10-07-2004 EMRR 3x Est SU C11-3 Very Early Calm - I should have waited to get some C11-5's. Had early ejection and also badly burned lower 'chute and shock line. Small crack on fin of lower section. Upper section went well. Flight up was great! Quick!
10-21-2004 EMRR 3x Est SU C6-5 Just Past (1-2sec) Calm - After repairing the lower 'chute and shock cord and adding a heat shield, I used my 3 C11's as 24mm adaptors. Excellent flight up, straight and stable. At ejection the lower section 'chute never opened due to tangle.
10-21-2004 EMRR 3x Est SU C6-3 Apogee - NC Up Calm - Great lift off. Slower than the C11's. At ejection the upper and lower sections got tangle and it came down on only the lower sections 'chute. No damage.

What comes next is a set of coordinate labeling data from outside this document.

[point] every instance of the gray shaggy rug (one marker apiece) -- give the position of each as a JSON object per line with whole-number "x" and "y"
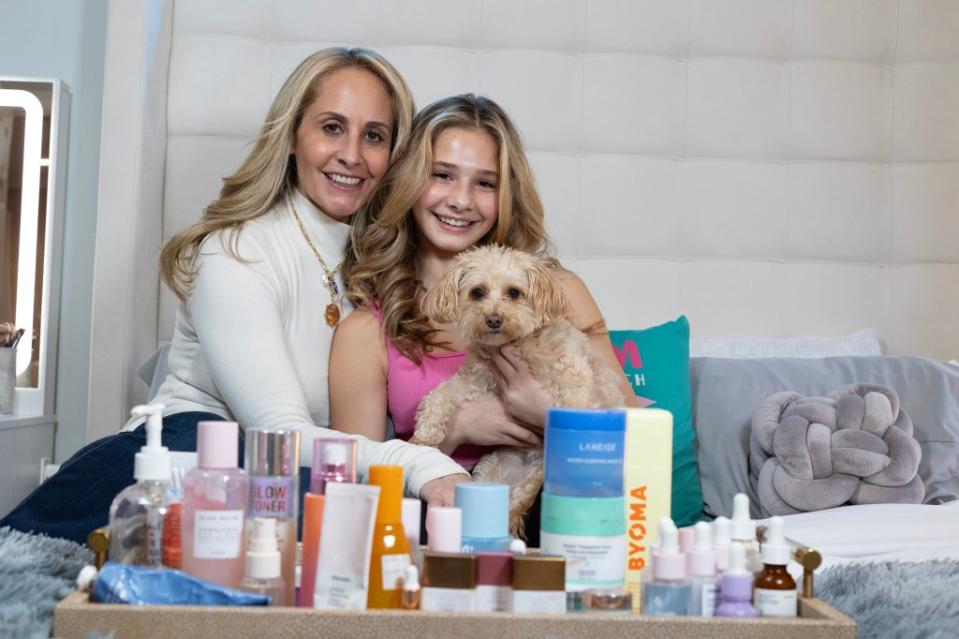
{"x": 36, "y": 572}
{"x": 893, "y": 599}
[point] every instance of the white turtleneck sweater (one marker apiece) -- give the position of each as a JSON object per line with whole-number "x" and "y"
{"x": 251, "y": 343}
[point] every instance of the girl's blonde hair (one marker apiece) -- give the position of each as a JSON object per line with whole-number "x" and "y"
{"x": 380, "y": 265}
{"x": 269, "y": 172}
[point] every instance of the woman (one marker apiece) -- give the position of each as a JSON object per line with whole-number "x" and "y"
{"x": 463, "y": 181}
{"x": 258, "y": 279}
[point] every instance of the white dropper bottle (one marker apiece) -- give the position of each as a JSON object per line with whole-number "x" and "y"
{"x": 263, "y": 567}
{"x": 137, "y": 512}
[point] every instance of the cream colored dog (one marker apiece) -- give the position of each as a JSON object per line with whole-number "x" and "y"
{"x": 498, "y": 296}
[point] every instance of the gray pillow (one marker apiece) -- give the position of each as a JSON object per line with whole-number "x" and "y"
{"x": 726, "y": 392}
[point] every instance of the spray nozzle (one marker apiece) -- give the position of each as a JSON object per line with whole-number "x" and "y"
{"x": 153, "y": 460}
{"x": 744, "y": 529}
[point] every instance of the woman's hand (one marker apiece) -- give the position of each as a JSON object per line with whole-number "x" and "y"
{"x": 525, "y": 398}
{"x": 442, "y": 491}
{"x": 485, "y": 422}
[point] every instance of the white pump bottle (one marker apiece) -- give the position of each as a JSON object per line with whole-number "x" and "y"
{"x": 137, "y": 512}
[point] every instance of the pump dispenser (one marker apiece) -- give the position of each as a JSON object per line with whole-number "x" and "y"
{"x": 744, "y": 532}
{"x": 263, "y": 563}
{"x": 775, "y": 587}
{"x": 701, "y": 565}
{"x": 669, "y": 592}
{"x": 138, "y": 511}
{"x": 736, "y": 587}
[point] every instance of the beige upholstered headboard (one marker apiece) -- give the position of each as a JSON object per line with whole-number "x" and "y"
{"x": 766, "y": 167}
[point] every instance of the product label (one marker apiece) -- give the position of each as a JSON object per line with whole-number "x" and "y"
{"x": 590, "y": 561}
{"x": 539, "y": 601}
{"x": 775, "y": 603}
{"x": 446, "y": 599}
{"x": 394, "y": 569}
{"x": 272, "y": 496}
{"x": 493, "y": 598}
{"x": 217, "y": 534}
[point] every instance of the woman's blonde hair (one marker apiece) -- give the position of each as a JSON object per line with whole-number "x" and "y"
{"x": 380, "y": 265}
{"x": 269, "y": 172}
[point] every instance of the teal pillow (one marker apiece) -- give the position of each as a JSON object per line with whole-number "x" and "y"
{"x": 656, "y": 361}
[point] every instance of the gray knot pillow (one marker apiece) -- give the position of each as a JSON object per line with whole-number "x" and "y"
{"x": 853, "y": 446}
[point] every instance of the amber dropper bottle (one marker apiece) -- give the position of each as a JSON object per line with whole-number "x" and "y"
{"x": 775, "y": 593}
{"x": 391, "y": 551}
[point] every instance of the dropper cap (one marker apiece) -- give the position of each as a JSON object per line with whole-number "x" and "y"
{"x": 152, "y": 463}
{"x": 262, "y": 555}
{"x": 668, "y": 563}
{"x": 744, "y": 528}
{"x": 390, "y": 481}
{"x": 722, "y": 537}
{"x": 701, "y": 558}
{"x": 775, "y": 552}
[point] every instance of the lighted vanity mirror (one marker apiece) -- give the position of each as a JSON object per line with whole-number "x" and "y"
{"x": 33, "y": 137}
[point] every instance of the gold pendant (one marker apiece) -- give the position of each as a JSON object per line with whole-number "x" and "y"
{"x": 332, "y": 314}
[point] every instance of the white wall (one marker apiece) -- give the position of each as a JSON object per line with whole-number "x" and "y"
{"x": 66, "y": 39}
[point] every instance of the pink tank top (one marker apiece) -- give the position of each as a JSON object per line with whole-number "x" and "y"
{"x": 407, "y": 383}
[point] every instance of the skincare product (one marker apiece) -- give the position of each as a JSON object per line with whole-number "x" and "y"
{"x": 273, "y": 464}
{"x": 539, "y": 584}
{"x": 736, "y": 586}
{"x": 743, "y": 532}
{"x": 583, "y": 509}
{"x": 485, "y": 511}
{"x": 391, "y": 553}
{"x": 412, "y": 511}
{"x": 138, "y": 511}
{"x": 215, "y": 496}
{"x": 263, "y": 559}
{"x": 444, "y": 529}
{"x": 343, "y": 568}
{"x": 494, "y": 581}
{"x": 449, "y": 582}
{"x": 608, "y": 601}
{"x": 648, "y": 488}
{"x": 669, "y": 592}
{"x": 701, "y": 566}
{"x": 722, "y": 537}
{"x": 334, "y": 460}
{"x": 775, "y": 594}
{"x": 411, "y": 589}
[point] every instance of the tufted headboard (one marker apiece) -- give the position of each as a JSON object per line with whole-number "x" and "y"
{"x": 766, "y": 167}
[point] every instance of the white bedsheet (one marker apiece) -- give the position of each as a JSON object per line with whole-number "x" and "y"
{"x": 879, "y": 532}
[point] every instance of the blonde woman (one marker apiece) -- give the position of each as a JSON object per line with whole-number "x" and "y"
{"x": 463, "y": 181}
{"x": 259, "y": 282}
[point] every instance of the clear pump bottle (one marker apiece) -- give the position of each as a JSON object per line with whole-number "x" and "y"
{"x": 138, "y": 511}
{"x": 263, "y": 572}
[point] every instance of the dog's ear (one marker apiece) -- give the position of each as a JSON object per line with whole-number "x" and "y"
{"x": 546, "y": 294}
{"x": 442, "y": 302}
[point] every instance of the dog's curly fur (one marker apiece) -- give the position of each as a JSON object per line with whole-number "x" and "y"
{"x": 497, "y": 296}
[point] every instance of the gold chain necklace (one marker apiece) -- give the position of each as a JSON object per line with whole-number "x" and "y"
{"x": 332, "y": 313}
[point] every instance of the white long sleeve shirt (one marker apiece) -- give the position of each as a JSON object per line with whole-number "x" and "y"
{"x": 251, "y": 343}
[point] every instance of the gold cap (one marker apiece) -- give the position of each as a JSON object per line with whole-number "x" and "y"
{"x": 443, "y": 570}
{"x": 539, "y": 573}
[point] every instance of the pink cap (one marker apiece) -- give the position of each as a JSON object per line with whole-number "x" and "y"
{"x": 216, "y": 444}
{"x": 668, "y": 562}
{"x": 444, "y": 527}
{"x": 494, "y": 569}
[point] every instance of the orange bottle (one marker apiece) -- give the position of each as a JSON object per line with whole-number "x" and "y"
{"x": 391, "y": 552}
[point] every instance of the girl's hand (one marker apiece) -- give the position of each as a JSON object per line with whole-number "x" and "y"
{"x": 485, "y": 422}
{"x": 525, "y": 398}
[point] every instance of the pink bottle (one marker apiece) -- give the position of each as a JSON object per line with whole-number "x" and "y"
{"x": 215, "y": 497}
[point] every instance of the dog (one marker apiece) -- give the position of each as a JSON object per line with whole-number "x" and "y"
{"x": 498, "y": 296}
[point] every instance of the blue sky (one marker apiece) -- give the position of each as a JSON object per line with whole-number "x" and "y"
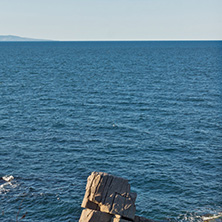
{"x": 112, "y": 19}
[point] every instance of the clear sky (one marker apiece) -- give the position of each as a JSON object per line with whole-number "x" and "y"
{"x": 112, "y": 19}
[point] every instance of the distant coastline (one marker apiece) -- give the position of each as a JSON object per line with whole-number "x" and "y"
{"x": 13, "y": 38}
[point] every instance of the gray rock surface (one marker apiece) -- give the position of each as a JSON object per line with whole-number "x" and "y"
{"x": 109, "y": 194}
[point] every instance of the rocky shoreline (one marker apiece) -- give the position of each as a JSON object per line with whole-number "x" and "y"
{"x": 108, "y": 199}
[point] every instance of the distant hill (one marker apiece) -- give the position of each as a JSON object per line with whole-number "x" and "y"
{"x": 13, "y": 38}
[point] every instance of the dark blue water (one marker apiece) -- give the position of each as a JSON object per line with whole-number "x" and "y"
{"x": 150, "y": 112}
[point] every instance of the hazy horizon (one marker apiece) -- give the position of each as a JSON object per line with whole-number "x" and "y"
{"x": 112, "y": 21}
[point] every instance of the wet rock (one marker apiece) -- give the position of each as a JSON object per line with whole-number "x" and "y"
{"x": 109, "y": 194}
{"x": 89, "y": 215}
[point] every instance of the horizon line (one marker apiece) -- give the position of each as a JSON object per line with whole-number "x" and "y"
{"x": 111, "y": 40}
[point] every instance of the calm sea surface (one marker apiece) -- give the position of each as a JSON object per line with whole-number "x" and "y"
{"x": 150, "y": 112}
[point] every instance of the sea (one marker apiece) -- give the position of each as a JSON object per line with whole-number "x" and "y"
{"x": 147, "y": 111}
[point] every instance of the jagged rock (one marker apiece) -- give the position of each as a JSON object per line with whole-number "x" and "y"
{"x": 109, "y": 194}
{"x": 89, "y": 215}
{"x": 142, "y": 219}
{"x": 94, "y": 216}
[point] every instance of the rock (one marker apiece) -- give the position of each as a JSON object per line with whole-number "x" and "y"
{"x": 109, "y": 194}
{"x": 142, "y": 219}
{"x": 89, "y": 215}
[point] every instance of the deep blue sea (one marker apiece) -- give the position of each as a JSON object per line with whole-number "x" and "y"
{"x": 150, "y": 112}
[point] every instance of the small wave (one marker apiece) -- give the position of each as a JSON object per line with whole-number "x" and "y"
{"x": 192, "y": 217}
{"x": 7, "y": 183}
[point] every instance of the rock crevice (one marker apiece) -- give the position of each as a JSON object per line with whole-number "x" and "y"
{"x": 108, "y": 199}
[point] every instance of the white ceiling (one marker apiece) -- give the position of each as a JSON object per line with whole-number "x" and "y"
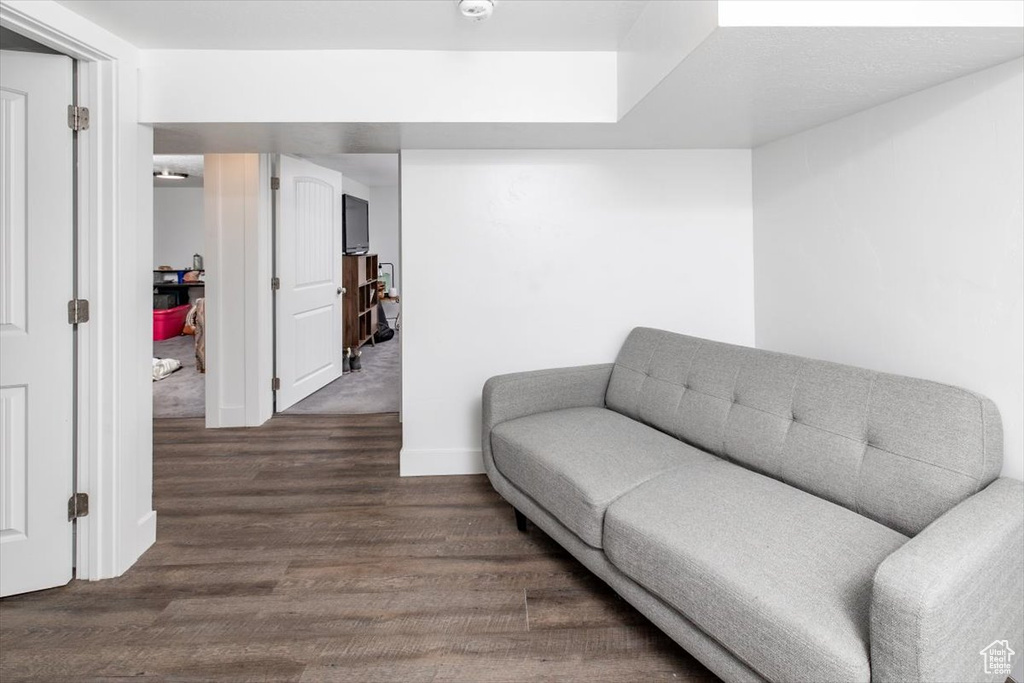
{"x": 190, "y": 164}
{"x": 741, "y": 88}
{"x": 409, "y": 25}
{"x": 371, "y": 170}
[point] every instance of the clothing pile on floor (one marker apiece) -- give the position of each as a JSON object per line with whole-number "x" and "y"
{"x": 164, "y": 367}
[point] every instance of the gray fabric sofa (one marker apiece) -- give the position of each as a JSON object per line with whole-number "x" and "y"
{"x": 780, "y": 518}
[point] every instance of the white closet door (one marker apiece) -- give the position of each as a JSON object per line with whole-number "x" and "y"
{"x": 308, "y": 265}
{"x": 36, "y": 361}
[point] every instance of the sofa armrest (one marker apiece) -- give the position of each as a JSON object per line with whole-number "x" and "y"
{"x": 510, "y": 396}
{"x": 951, "y": 591}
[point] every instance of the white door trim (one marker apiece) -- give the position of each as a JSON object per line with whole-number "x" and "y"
{"x": 115, "y": 411}
{"x": 239, "y": 322}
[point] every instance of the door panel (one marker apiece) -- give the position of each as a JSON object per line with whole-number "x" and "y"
{"x": 36, "y": 363}
{"x": 308, "y": 264}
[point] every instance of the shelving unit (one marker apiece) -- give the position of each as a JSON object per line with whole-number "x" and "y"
{"x": 177, "y": 287}
{"x": 358, "y": 275}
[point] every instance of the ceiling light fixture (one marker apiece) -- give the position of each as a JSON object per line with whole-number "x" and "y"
{"x": 476, "y": 9}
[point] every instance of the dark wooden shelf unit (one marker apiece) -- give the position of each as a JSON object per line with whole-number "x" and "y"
{"x": 358, "y": 275}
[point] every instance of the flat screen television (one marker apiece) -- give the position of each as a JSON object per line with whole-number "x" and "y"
{"x": 355, "y": 224}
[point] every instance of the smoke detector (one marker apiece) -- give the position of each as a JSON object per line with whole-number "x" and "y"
{"x": 476, "y": 9}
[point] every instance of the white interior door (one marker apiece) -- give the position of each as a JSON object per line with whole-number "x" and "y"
{"x": 36, "y": 349}
{"x": 308, "y": 265}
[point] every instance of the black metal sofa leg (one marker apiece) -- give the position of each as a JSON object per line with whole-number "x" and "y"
{"x": 521, "y": 521}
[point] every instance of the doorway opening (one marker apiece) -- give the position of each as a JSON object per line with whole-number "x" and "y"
{"x": 178, "y": 287}
{"x": 370, "y": 291}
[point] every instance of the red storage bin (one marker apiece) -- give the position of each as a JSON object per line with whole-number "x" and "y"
{"x": 168, "y": 324}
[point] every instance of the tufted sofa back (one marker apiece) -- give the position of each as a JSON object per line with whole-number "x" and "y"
{"x": 898, "y": 450}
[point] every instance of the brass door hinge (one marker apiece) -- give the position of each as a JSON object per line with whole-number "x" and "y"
{"x": 78, "y": 118}
{"x": 78, "y": 506}
{"x": 78, "y": 311}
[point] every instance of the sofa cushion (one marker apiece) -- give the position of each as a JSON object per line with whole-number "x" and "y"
{"x": 779, "y": 577}
{"x": 576, "y": 462}
{"x": 898, "y": 450}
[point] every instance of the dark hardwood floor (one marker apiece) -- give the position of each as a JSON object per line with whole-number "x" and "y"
{"x": 294, "y": 552}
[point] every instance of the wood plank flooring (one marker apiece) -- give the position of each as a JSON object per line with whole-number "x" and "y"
{"x": 294, "y": 552}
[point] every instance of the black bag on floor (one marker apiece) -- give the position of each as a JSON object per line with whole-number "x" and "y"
{"x": 384, "y": 331}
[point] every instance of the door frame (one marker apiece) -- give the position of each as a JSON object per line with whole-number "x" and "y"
{"x": 115, "y": 214}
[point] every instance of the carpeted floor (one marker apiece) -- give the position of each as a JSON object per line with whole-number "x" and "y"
{"x": 376, "y": 389}
{"x": 183, "y": 393}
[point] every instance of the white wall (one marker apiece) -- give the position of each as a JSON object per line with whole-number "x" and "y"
{"x": 115, "y": 348}
{"x": 384, "y": 228}
{"x": 177, "y": 226}
{"x": 517, "y": 260}
{"x": 893, "y": 239}
{"x": 294, "y": 86}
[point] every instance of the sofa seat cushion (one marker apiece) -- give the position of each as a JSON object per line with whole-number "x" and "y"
{"x": 577, "y": 461}
{"x": 777, "y": 575}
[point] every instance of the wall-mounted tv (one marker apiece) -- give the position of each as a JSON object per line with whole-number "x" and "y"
{"x": 355, "y": 224}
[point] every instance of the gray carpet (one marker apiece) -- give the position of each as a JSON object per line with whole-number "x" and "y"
{"x": 376, "y": 389}
{"x": 183, "y": 393}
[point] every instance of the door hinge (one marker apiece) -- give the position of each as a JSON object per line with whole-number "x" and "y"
{"x": 78, "y": 506}
{"x": 78, "y": 311}
{"x": 78, "y": 118}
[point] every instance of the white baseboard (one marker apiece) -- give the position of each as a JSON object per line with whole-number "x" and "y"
{"x": 433, "y": 462}
{"x": 146, "y": 530}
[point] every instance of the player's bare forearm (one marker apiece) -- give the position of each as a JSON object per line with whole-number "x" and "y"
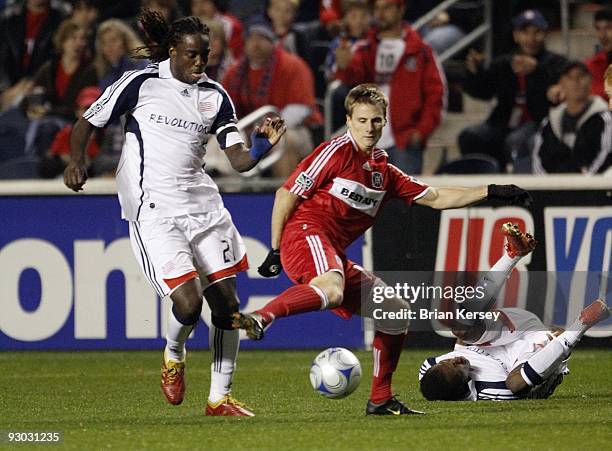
{"x": 447, "y": 198}
{"x": 264, "y": 137}
{"x": 79, "y": 137}
{"x": 285, "y": 204}
{"x": 75, "y": 174}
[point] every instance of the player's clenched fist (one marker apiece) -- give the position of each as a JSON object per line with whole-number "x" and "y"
{"x": 75, "y": 176}
{"x": 510, "y": 193}
{"x": 271, "y": 266}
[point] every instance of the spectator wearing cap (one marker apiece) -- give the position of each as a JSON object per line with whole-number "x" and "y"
{"x": 598, "y": 63}
{"x": 208, "y": 10}
{"x": 53, "y": 163}
{"x": 220, "y": 57}
{"x": 269, "y": 75}
{"x": 576, "y": 136}
{"x": 394, "y": 56}
{"x": 519, "y": 82}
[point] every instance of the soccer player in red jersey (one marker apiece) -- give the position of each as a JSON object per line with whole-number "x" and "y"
{"x": 332, "y": 197}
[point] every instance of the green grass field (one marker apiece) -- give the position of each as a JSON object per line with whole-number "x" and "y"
{"x": 112, "y": 400}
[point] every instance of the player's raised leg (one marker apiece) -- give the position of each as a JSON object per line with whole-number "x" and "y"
{"x": 224, "y": 343}
{"x": 312, "y": 259}
{"x": 184, "y": 315}
{"x": 518, "y": 245}
{"x": 546, "y": 362}
{"x": 388, "y": 342}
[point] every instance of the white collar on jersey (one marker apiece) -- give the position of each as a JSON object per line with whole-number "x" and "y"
{"x": 376, "y": 152}
{"x": 165, "y": 72}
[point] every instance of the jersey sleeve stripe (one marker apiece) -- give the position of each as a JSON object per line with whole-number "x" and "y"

10-21-2004 EMRR 3x Est SU C6-3 Apogee - NC Up Calm RIP - Finally a fully successful flight! Status: Retired
10-30-2005 Joe Policy 3x Est SU C11-5 Apogee - Perfect 5-10 mph winds - Lots of smoke and plenty of fire, straight boost and great recovery.
10-30-2005 Joe Policy 3x Est SU D12-7 Very Late 5-10 mph winds - Only two motors lit, still had a good boost. Two shroud lines tore from the parachute, delay may have been too long.
10-30-2005 Joe Policy 3x Est SU C11-5 Apogee - Perfect 5-10 mph winds - Last flight of the day was another perfect one. The C11's are a good match for this rocket, plenty of altitude, smoke and noise.
09-23-2006 James Wilson Est SU D12-3 Apogee - NC Down
(450 ft)
5-10 mph winds - Using a different cluster format. Set up to fly on one 24mm, two 18mm Or a combo 1xD12-5,2xC6-5. Its a cluster Thrustline has. Modified/extended center 24mm to use E engines also. Really nice flying rocket.
09-23-2006 James Wilson Est SU D12-3 Apogee - NC Down
(450 ft)
5-10 mph winds - Winds picked up, flight didn't seem affected. Decent was fast, no damage.
09-25-2006 James Wilson Est SU D12-3 Apogee - NC Down
(450 ft)
5-10 mph winds - Lower chute tangle, both sections recovered ok.
09-25-2006 James Wilson Est SU E9-4 Apogee - NC Down
(850 ft)
5-10 mph winds - Both sections landed close together, near the pad. Good flight, stayed within sight.
09-25-2006 James Wilson Est SU E9-4 Apogee - NC Down 5-10 mph winds - Winds started to pick up. Went for a walk this time to recover. Both chutes recieved some ejection charge damage small holes. Overall good flight.